The server advertises incremental text sync by default. Full-document sync remains an explicit opt-in for clients/configs that need it.
Formatting is intentionally limited to textDocument/formatting.
textDocument/rangeFormatting remains unsupported until the formatter can
preserve surrounding structure safely instead of guessing at partial blocks.
Current whole-document formatting also normalizes blank-line runs: leading blank lines are removed and repeated blank lines collapse to one.
Analysis Model
The server works like this:
- receive editor request/notification
- map the open document to a package/workspace context
- materialize an analysis overlay for the in-memory document state
- run parse/package/resolve/typecheck as needed
- convert compiler results into LSP responses
Package/workspace root discovery is cached for the current session once a document directory has been mapped.
That means diagnostics and navigation are compiler-backed, not guessed from Tree-sitter alone.
For open documents, diagnostics and semantic snapshots are cached separately.
didOpen and didChange refresh diagnostics for the current in-memory text.
Hover, definition, signature help, references, rename, semantic tokens,
document symbols, workspace symbols, and completion use a semantic snapshot
keyed by document version and reuse it until didChange or didClose
invalidates it.
Diagnostics
Compiler diagnostics remain canonical.
The server adapts them into LSP diagnostics for the currently open document.

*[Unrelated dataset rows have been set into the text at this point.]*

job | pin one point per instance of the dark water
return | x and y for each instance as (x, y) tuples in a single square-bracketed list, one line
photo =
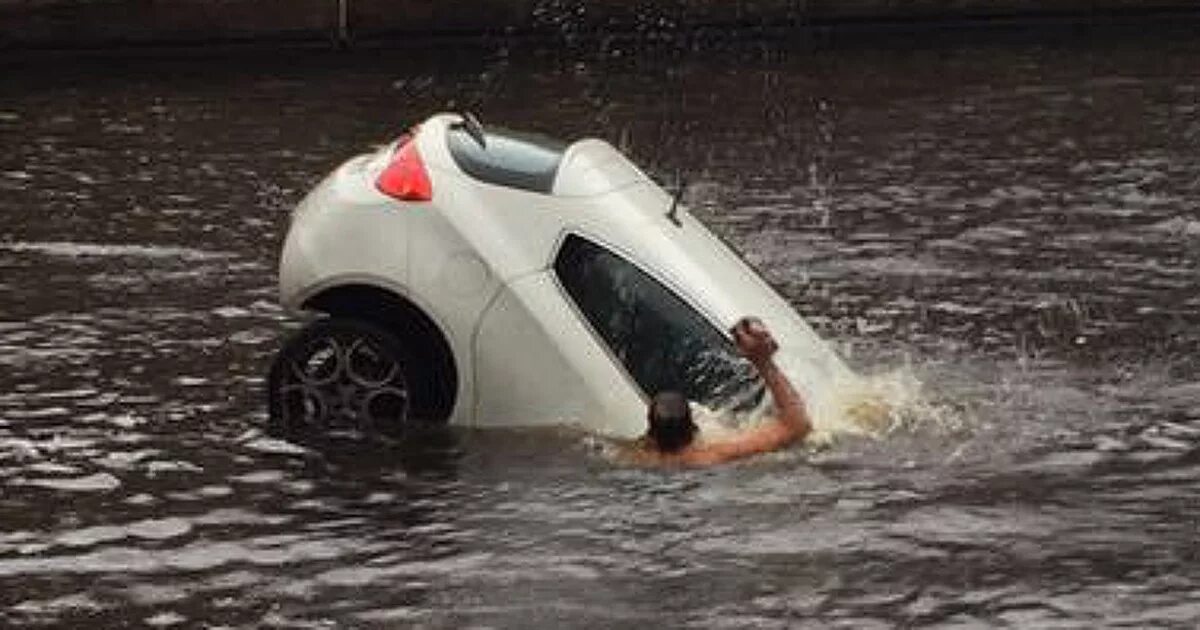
[(1014, 222)]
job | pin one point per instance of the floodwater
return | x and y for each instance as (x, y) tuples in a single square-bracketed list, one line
[(1011, 221)]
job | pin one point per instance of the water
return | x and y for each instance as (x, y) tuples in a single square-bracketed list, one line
[(1011, 222)]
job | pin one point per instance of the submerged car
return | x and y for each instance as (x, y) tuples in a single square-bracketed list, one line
[(490, 277)]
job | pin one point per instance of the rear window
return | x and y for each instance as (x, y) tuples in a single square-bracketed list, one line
[(660, 340), (515, 160)]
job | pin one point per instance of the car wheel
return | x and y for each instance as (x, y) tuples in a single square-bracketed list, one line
[(341, 378)]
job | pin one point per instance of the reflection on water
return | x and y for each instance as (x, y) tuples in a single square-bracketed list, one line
[(1011, 225)]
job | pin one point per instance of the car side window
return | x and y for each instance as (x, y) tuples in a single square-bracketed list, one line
[(663, 342)]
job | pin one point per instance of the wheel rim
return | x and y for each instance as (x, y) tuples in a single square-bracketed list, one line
[(345, 383)]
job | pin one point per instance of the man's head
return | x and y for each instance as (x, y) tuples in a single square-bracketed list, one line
[(670, 419)]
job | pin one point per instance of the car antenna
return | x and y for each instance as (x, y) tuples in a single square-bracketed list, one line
[(673, 214), (474, 129)]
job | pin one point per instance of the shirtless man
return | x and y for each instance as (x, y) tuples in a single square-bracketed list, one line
[(671, 437)]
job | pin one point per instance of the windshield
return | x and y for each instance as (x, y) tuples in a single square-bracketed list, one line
[(661, 341)]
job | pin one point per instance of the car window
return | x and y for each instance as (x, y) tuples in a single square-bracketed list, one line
[(661, 341), (510, 159)]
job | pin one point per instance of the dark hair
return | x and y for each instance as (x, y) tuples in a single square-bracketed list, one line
[(671, 426)]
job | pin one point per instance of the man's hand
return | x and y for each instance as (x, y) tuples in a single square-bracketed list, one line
[(754, 341)]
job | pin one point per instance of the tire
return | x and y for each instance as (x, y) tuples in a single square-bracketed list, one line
[(343, 378)]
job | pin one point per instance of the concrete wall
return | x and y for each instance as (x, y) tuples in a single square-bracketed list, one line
[(83, 23)]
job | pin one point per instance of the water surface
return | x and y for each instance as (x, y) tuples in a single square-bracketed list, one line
[(1012, 223)]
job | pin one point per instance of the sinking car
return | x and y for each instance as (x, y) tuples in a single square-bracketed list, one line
[(489, 277)]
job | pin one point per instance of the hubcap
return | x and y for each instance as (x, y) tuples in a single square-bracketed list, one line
[(345, 384)]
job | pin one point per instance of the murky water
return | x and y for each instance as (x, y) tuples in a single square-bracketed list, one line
[(1013, 223)]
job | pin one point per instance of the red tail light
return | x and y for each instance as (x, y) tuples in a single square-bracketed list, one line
[(406, 178)]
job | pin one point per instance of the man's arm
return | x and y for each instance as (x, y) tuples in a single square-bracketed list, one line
[(791, 420)]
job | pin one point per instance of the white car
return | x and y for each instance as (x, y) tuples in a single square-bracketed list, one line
[(490, 277)]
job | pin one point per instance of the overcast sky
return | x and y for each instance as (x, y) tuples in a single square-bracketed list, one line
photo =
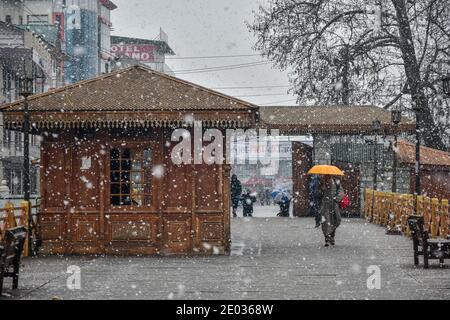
[(206, 28)]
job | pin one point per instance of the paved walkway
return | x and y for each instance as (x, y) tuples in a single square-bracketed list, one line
[(273, 258)]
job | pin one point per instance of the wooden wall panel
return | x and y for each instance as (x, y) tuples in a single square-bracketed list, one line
[(208, 191), (54, 178), (78, 217), (177, 237), (85, 189), (176, 197), (301, 163)]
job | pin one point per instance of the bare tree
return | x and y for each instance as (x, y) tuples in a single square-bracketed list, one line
[(354, 52)]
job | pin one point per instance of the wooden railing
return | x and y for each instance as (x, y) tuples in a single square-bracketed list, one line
[(392, 210), (11, 217)]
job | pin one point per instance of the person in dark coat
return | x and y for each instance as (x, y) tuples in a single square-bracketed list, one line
[(314, 204), (285, 204), (247, 203), (236, 191), (330, 193)]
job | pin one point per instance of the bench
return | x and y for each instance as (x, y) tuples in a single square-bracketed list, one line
[(430, 249), (10, 255)]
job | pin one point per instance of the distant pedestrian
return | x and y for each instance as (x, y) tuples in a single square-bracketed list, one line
[(248, 199), (236, 191), (267, 196), (285, 204), (314, 203), (330, 193)]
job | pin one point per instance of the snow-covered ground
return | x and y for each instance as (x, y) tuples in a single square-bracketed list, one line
[(272, 258)]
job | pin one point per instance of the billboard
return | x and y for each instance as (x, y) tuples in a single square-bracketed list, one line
[(144, 53)]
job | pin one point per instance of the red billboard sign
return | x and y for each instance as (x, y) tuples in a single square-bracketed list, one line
[(140, 52)]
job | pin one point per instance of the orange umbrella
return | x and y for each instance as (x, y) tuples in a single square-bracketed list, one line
[(326, 170)]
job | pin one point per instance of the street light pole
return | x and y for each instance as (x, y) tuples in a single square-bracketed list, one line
[(396, 119), (417, 177), (26, 91), (376, 126)]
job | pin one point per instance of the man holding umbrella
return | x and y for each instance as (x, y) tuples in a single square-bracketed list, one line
[(331, 198)]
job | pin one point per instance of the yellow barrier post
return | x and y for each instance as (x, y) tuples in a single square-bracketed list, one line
[(435, 217), (11, 219), (445, 219), (24, 221)]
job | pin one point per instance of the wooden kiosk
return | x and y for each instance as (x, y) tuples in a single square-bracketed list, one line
[(108, 184)]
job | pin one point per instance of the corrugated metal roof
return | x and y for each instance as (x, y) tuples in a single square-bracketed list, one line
[(333, 119), (162, 46), (137, 88)]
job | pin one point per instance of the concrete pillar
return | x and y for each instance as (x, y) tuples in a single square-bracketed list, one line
[(322, 149)]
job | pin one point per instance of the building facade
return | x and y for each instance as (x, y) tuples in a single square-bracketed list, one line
[(24, 53)]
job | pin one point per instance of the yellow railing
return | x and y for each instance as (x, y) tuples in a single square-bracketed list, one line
[(392, 210), (12, 217)]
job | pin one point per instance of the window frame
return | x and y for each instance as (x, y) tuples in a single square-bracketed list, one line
[(133, 146)]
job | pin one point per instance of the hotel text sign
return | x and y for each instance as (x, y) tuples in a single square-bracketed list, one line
[(140, 52)]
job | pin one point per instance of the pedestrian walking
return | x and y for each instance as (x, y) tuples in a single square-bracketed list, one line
[(314, 204), (330, 195), (236, 191), (248, 199)]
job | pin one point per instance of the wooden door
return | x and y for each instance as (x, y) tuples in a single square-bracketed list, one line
[(351, 184)]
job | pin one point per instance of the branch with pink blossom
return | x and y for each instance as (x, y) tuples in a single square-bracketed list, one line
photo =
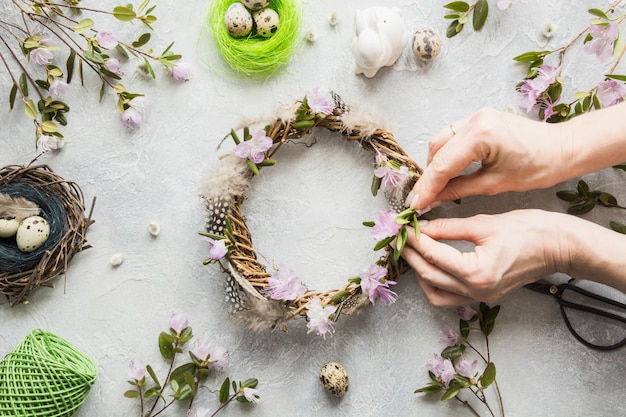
[(453, 372), (48, 32), (184, 380)]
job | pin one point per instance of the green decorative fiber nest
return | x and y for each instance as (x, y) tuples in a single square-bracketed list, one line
[(44, 376), (254, 55)]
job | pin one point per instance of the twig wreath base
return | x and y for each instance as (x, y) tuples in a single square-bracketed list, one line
[(62, 205), (224, 193)]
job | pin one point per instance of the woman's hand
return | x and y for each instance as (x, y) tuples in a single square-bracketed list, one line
[(510, 250), (516, 154)]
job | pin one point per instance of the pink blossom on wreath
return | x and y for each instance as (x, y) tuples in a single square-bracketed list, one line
[(136, 369), (385, 225), (373, 283), (466, 368), (181, 72), (286, 286), (443, 369), (254, 149), (504, 4), (318, 317), (106, 39), (449, 337), (392, 178), (217, 247), (610, 92), (602, 42), (178, 322), (318, 104), (113, 65), (465, 312)]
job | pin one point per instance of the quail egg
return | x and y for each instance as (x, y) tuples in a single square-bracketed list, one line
[(8, 227), (334, 378), (32, 233), (426, 45), (266, 22), (256, 4), (238, 20)]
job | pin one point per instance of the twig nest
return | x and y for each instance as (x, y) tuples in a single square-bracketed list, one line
[(426, 44), (256, 4), (266, 22), (8, 227), (334, 379), (32, 233), (238, 20)]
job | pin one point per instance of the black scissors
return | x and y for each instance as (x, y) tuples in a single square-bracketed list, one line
[(558, 290)]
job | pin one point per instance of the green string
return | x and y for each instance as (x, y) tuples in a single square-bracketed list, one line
[(44, 376)]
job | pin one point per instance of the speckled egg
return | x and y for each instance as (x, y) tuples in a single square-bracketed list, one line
[(32, 233), (334, 378), (426, 45), (256, 4), (8, 227), (238, 20), (266, 22)]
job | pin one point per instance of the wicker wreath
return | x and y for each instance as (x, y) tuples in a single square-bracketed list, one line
[(62, 205), (248, 281)]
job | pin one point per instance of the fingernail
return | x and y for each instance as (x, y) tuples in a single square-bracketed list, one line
[(423, 211), (409, 199)]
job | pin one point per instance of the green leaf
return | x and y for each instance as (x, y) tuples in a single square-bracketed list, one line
[(599, 13), (481, 10), (488, 376), (458, 6), (450, 393), (166, 345), (12, 96), (83, 25), (143, 39), (131, 393), (225, 391), (125, 14), (568, 195), (618, 227), (30, 109)]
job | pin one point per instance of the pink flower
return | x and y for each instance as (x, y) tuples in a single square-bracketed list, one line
[(181, 72), (136, 369), (465, 312), (251, 394), (318, 104), (449, 337), (178, 322), (217, 247), (385, 225), (113, 65), (443, 369), (374, 284), (392, 178), (217, 355), (131, 118), (602, 42), (286, 286), (254, 149), (466, 368), (58, 88), (106, 39), (504, 4), (318, 317), (610, 92)]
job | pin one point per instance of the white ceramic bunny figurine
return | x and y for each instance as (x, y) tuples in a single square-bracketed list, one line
[(379, 39)]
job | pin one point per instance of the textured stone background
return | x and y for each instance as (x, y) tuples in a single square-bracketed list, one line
[(305, 213)]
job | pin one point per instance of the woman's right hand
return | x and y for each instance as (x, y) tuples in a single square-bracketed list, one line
[(515, 153)]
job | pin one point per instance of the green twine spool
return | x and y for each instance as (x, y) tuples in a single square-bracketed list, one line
[(256, 56), (44, 376)]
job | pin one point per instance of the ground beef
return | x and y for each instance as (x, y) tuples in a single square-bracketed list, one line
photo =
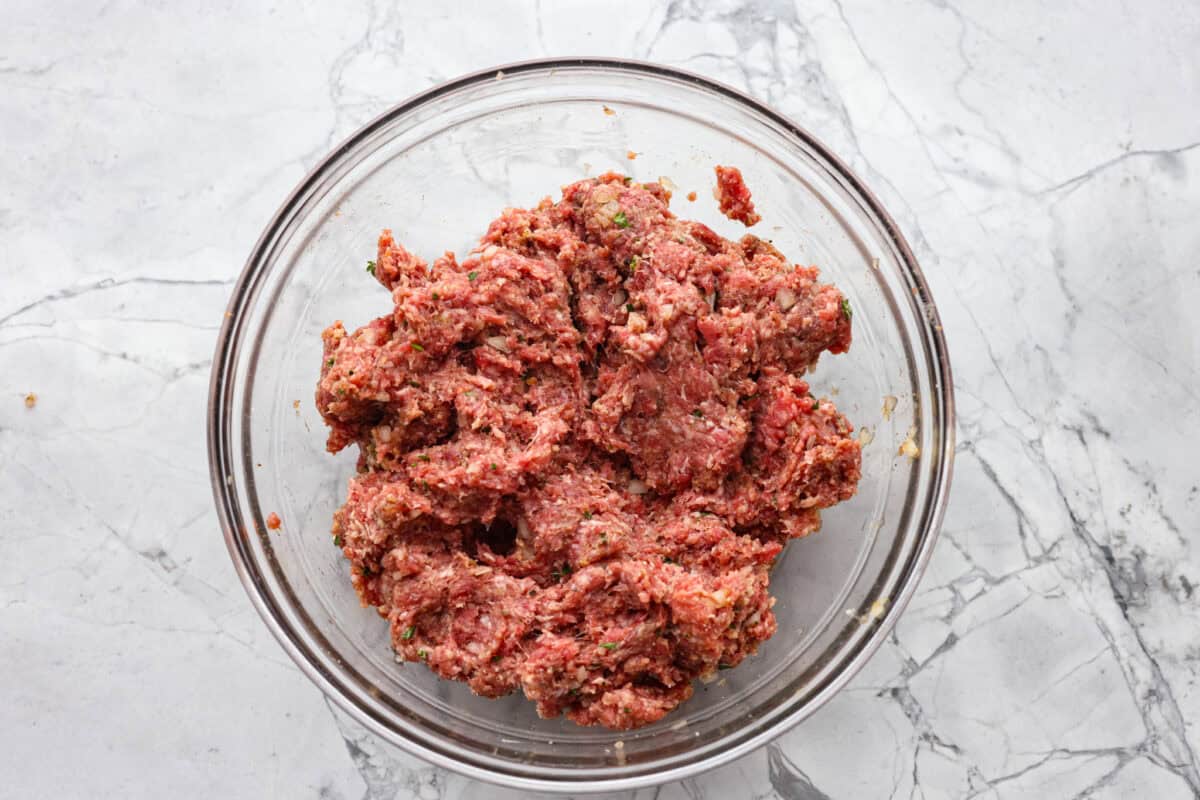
[(735, 197), (582, 449)]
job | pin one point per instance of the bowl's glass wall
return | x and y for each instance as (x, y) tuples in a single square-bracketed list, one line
[(436, 174)]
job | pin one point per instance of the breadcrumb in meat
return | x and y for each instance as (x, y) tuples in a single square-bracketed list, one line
[(582, 447)]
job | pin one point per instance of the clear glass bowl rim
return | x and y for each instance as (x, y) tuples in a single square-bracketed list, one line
[(220, 450)]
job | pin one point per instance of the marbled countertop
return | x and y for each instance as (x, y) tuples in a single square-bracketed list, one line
[(1042, 160)]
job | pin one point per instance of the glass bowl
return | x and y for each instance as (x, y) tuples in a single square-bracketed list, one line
[(436, 169)]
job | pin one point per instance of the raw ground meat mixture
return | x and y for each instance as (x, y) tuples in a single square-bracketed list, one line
[(733, 197), (582, 447)]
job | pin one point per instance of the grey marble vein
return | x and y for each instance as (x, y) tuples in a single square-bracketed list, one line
[(1043, 162)]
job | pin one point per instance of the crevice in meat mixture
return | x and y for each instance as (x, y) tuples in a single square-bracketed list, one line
[(582, 449)]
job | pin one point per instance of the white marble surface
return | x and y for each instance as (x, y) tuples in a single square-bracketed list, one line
[(1042, 157)]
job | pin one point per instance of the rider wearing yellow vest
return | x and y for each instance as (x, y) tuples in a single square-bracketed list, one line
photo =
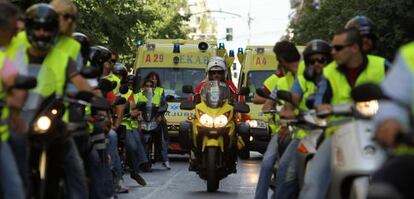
[(289, 58), (350, 68), (53, 69)]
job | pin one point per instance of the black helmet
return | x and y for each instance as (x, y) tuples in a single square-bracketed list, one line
[(363, 24), (120, 69), (85, 44), (317, 46), (98, 56), (42, 15)]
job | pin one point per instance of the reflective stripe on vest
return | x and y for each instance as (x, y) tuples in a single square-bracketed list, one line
[(341, 90), (270, 82), (52, 75), (4, 128), (156, 98), (69, 46), (407, 52)]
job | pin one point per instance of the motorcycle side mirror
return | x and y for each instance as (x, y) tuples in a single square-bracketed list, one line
[(187, 105), (106, 85), (89, 72), (245, 91), (241, 108), (25, 82), (262, 93), (163, 108), (367, 92), (84, 95), (285, 95), (123, 89), (187, 89), (169, 98), (100, 103), (119, 101)]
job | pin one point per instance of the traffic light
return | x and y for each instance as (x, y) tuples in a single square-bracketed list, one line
[(229, 34)]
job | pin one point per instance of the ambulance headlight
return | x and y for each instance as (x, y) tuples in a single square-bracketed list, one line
[(202, 46), (206, 121), (176, 60), (42, 124), (220, 121), (368, 108), (252, 123)]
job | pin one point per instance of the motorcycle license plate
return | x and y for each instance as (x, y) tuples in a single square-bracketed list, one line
[(261, 125)]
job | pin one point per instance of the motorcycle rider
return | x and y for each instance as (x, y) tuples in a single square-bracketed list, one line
[(155, 78), (11, 184), (42, 29), (351, 67), (316, 55), (393, 121), (288, 57)]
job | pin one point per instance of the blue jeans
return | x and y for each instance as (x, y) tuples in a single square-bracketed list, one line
[(135, 149), (11, 185), (287, 184), (75, 177), (266, 168), (317, 178), (115, 164)]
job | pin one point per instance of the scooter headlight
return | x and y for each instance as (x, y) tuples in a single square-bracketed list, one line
[(206, 120), (368, 108), (42, 124), (252, 123), (220, 121)]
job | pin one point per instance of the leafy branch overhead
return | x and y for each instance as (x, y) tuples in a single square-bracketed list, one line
[(388, 17)]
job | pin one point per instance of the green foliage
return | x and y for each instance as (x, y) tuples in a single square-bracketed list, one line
[(117, 24), (387, 15)]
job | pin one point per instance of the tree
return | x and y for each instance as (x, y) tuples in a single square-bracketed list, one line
[(333, 15)]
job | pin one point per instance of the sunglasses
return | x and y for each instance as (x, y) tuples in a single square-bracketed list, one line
[(338, 48), (318, 60), (45, 26), (68, 16), (216, 72)]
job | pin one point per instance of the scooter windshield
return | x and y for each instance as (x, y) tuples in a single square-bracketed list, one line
[(215, 93)]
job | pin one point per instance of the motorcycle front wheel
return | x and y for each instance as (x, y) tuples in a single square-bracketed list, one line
[(212, 179)]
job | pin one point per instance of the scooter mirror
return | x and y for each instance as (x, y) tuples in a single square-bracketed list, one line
[(187, 89), (285, 95), (367, 92), (100, 103), (123, 89), (262, 93), (169, 98), (25, 82), (106, 85), (241, 108), (119, 101), (245, 91), (84, 95), (187, 105), (89, 72)]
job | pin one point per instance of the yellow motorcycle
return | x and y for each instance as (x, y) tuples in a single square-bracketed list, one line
[(213, 132)]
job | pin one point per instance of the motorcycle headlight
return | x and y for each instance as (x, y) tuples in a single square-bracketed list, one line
[(220, 121), (206, 120), (368, 108), (42, 124), (252, 123)]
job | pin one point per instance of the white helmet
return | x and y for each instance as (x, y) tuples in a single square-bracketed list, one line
[(216, 64)]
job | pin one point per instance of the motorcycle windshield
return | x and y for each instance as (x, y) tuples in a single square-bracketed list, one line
[(215, 93)]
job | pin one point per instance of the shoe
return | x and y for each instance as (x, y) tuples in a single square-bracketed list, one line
[(166, 165), (139, 179), (120, 188)]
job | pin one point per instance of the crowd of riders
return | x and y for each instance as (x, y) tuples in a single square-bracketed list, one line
[(96, 140), (96, 145)]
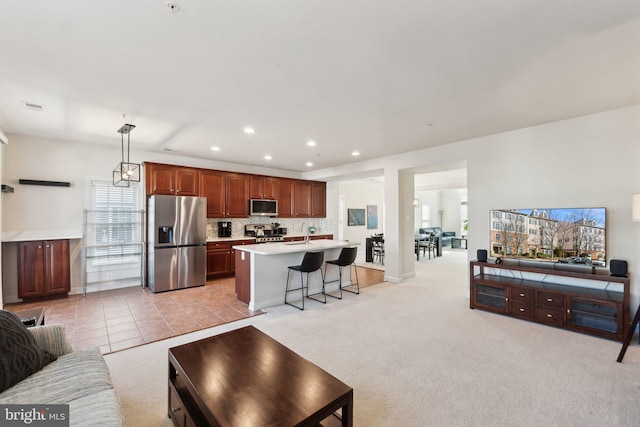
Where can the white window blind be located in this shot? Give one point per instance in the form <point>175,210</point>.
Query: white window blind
<point>114,224</point>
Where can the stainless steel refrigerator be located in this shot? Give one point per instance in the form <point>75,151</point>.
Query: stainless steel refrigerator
<point>176,242</point>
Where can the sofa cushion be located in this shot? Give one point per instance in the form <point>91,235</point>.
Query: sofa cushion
<point>20,355</point>
<point>99,409</point>
<point>72,376</point>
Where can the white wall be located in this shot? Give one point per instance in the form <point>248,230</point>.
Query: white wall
<point>35,208</point>
<point>358,194</point>
<point>585,161</point>
<point>447,201</point>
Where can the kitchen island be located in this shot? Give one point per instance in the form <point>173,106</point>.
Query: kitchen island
<point>261,269</point>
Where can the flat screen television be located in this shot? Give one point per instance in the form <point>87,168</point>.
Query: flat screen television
<point>567,235</point>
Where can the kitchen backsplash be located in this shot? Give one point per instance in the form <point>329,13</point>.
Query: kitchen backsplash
<point>293,225</point>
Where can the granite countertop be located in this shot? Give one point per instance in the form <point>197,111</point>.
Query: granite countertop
<point>31,235</point>
<point>292,247</point>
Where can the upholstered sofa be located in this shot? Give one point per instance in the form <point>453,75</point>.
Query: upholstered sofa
<point>78,378</point>
<point>445,236</point>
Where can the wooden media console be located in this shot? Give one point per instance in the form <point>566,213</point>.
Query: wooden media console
<point>573,297</point>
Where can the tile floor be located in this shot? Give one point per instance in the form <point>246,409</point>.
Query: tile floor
<point>122,318</point>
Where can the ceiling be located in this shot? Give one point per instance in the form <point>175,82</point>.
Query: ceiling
<point>378,77</point>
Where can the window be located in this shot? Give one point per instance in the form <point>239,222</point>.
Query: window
<point>114,224</point>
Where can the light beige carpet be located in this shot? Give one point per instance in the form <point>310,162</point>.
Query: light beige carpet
<point>416,355</point>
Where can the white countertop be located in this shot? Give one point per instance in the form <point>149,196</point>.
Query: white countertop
<point>25,236</point>
<point>230,239</point>
<point>293,247</point>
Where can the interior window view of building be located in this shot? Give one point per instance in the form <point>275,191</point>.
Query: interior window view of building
<point>319,214</point>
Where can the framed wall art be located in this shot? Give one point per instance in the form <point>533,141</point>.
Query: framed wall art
<point>356,216</point>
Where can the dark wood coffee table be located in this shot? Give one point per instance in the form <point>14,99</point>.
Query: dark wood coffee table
<point>246,378</point>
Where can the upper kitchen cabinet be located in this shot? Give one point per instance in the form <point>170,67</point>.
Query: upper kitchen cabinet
<point>310,199</point>
<point>302,198</point>
<point>237,188</point>
<point>262,187</point>
<point>171,180</point>
<point>318,199</point>
<point>227,194</point>
<point>284,196</point>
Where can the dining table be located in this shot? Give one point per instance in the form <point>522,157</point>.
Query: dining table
<point>421,238</point>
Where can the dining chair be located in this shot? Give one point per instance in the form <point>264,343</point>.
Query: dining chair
<point>311,262</point>
<point>346,258</point>
<point>377,245</point>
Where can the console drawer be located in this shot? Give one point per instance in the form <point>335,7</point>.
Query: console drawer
<point>522,309</point>
<point>522,295</point>
<point>550,299</point>
<point>551,316</point>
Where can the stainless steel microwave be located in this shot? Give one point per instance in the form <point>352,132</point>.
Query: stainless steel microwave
<point>263,207</point>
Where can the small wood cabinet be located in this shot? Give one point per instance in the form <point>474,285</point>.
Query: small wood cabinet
<point>318,199</point>
<point>226,194</point>
<point>43,268</point>
<point>218,264</point>
<point>284,196</point>
<point>262,187</point>
<point>310,199</point>
<point>171,180</point>
<point>597,304</point>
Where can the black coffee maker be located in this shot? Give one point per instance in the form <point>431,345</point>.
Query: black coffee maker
<point>224,228</point>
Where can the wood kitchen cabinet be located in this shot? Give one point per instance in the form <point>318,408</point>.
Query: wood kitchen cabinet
<point>43,268</point>
<point>318,199</point>
<point>218,264</point>
<point>227,194</point>
<point>171,180</point>
<point>262,187</point>
<point>284,196</point>
<point>302,199</point>
<point>310,199</point>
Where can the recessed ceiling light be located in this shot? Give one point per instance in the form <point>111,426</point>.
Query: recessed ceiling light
<point>33,106</point>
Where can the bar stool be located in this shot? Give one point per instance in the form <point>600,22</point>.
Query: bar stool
<point>312,261</point>
<point>346,258</point>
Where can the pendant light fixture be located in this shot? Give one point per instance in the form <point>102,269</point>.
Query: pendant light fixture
<point>125,172</point>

LSP diagnostics include the diagnostic code in the message (e.g.
[R1003] could not resolve name 'answer') so editors display the code inline.
The server deduplicates diagnostics by (line, code) before publishing. This
means a parse cascade that produces many identical errors on the same line will
show at most one diagnostic per line per code in the editor.
Expected Behavior
If the LSP client is attached correctly, you should expect:
- source-file diagnostics in the open file
- hover on resolved symbols
- go-to-definition across current-package and imported symbols where supported
- whole-document formatting edits from
textDocument/formatting - code actions only when the compiler attached an exact replacement suggestion The current shipped code-action inventory is intentionally narrow: unresolved-name replacements only.
- signature help for supported routine call sites
- references for the supported symbol classes
- rename for same-file local and current-package top-level symbols only
- semantic tokens for semantic identifier categories
- document symbols for the current file
- workspace symbols across the current open workspace members
- completion in ordinary source files and
build.fol
If the client is attached but you see no diagnostics at all, the likely issue is not Tree-sitter. It is the LSP request/attach path.
For the compiler-owned contracts behind diagnostics and semantic editor behavior, see Compiler Integration.